Petit pot pourri autour des ressources humaines

Allocation temporaire d’invalidité et réparation du préjudice moral et des souffrances physiques

En admettant qu’un agent victime d’un accident de service et bénéficiaire, à ce titre, d’une pension et d’une rente d’invalidité, couvrant forfaitairement son préjudice corporel, puisse prétendre obtenir, même sans faute de l’administration, réparation de son préjudice non patrimonial et, en cas de faute, de la totalité de son préjudice, la jurisprudence Moya Caville ((CE Ass. 4 juillet 2003, AJFP 2003-6, p. 22 ; AJDA 2003, p. 1598 ; D. 2003, IR. 1946 ; RFDA 2003. 991, concl. D. Chauvaux et 1001, note P. Bon.)) a aménagé la règle dite du « forfait de pension ».

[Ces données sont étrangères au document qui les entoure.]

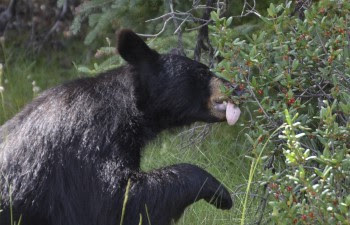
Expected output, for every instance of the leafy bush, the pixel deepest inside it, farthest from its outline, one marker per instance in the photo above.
(296, 74)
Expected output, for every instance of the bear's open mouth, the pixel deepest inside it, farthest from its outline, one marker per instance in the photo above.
(232, 111)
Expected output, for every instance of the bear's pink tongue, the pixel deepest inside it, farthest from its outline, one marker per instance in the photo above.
(232, 113)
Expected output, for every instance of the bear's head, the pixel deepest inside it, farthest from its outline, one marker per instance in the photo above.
(173, 90)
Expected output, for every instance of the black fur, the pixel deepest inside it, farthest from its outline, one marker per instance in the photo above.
(66, 158)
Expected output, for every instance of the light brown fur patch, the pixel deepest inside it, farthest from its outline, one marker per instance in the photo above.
(216, 95)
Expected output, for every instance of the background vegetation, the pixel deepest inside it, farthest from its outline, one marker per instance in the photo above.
(287, 161)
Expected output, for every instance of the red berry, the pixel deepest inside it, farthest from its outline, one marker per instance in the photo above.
(303, 217)
(311, 215)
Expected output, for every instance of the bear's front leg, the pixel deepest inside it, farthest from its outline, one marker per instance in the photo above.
(162, 195)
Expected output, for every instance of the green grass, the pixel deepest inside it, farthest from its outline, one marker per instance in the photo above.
(221, 152)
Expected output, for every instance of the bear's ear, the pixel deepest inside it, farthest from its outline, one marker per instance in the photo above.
(133, 49)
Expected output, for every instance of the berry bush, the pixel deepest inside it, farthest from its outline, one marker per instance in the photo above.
(295, 73)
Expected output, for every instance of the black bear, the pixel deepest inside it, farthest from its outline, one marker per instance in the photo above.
(67, 157)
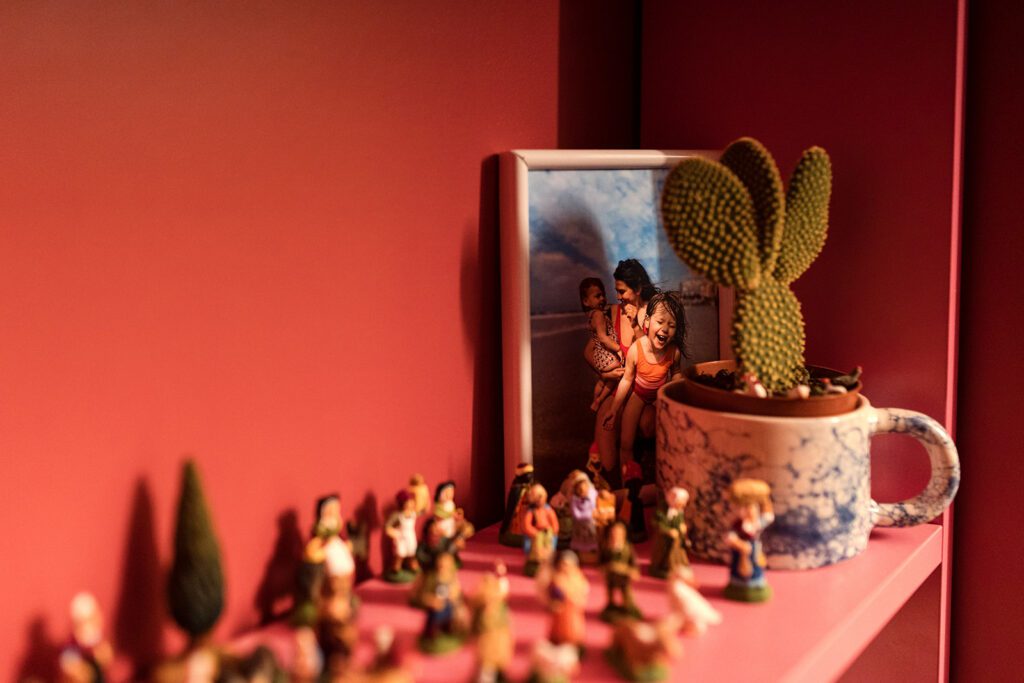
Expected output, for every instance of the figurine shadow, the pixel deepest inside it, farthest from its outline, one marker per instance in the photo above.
(275, 593)
(366, 515)
(40, 658)
(137, 633)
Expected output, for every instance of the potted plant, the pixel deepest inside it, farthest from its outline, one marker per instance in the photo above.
(732, 221)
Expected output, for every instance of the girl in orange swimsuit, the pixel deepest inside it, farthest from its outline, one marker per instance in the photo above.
(651, 360)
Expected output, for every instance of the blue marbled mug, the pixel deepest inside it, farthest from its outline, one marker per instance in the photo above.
(818, 469)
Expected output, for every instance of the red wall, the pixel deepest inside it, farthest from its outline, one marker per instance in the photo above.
(264, 233)
(987, 598)
(873, 83)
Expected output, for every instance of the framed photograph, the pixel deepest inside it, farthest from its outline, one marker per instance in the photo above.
(570, 218)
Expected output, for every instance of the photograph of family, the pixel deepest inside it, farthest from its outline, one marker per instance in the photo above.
(613, 315)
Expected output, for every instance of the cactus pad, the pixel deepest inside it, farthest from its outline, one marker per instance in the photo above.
(731, 222)
(768, 335)
(756, 169)
(806, 215)
(709, 216)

L’arrêt rendu le 3 juin 2008 par la Cour administrative d’appel de Marseille ((CAA Marseille, 3 juin 2008, Centre hospitalier du Pays d’Aix-en-Provence, n° 07MA00651.)) en constitue une illustration, et même une extension à l’agent bénéficiaire d’une allocation temporaire d’invalidité, anticipant l’évolution de la jurisprudence du Conseil d’État en la matière, laquelle a été opérée aux termes de l’arrêt du 25 juin 2008, Madame Baron.

Annulation d’un avis de la commission des recours du conseil supérieur de la fonction publique hospitalière (CSFPH)

Il est de notoriété publique que la commission des recours du CSFPH est systématiquement clémente à l’endroit des agents sanctionnés qui la saisissent.

L’arrêt rendu par le Conseil d’État le 26 septembre 2008 dément pour une fois cette assertion, non pas pour une raison de fond mais pour un motif de procédure tenant à la composition irrégulière de ladite commission.

En l’espèce, une infirmière stagiaire avait fait l’objet d’une exclusion définitive du stage, sanction plus sévère que celle proposée par la commission administrative paritaire. Elle a obtenu devant la commission des recours qu’à cette sanction soit substituée une exclusion temporaire. Son employeur, l’Assistance Publique des Hôpitaux de Paris en l’occurrence, a demandé et obtenu l’annulation de cet avis par la voie du recours pour excès de pouvoir, lequel avis avait été rendu dans une formation irrégulière.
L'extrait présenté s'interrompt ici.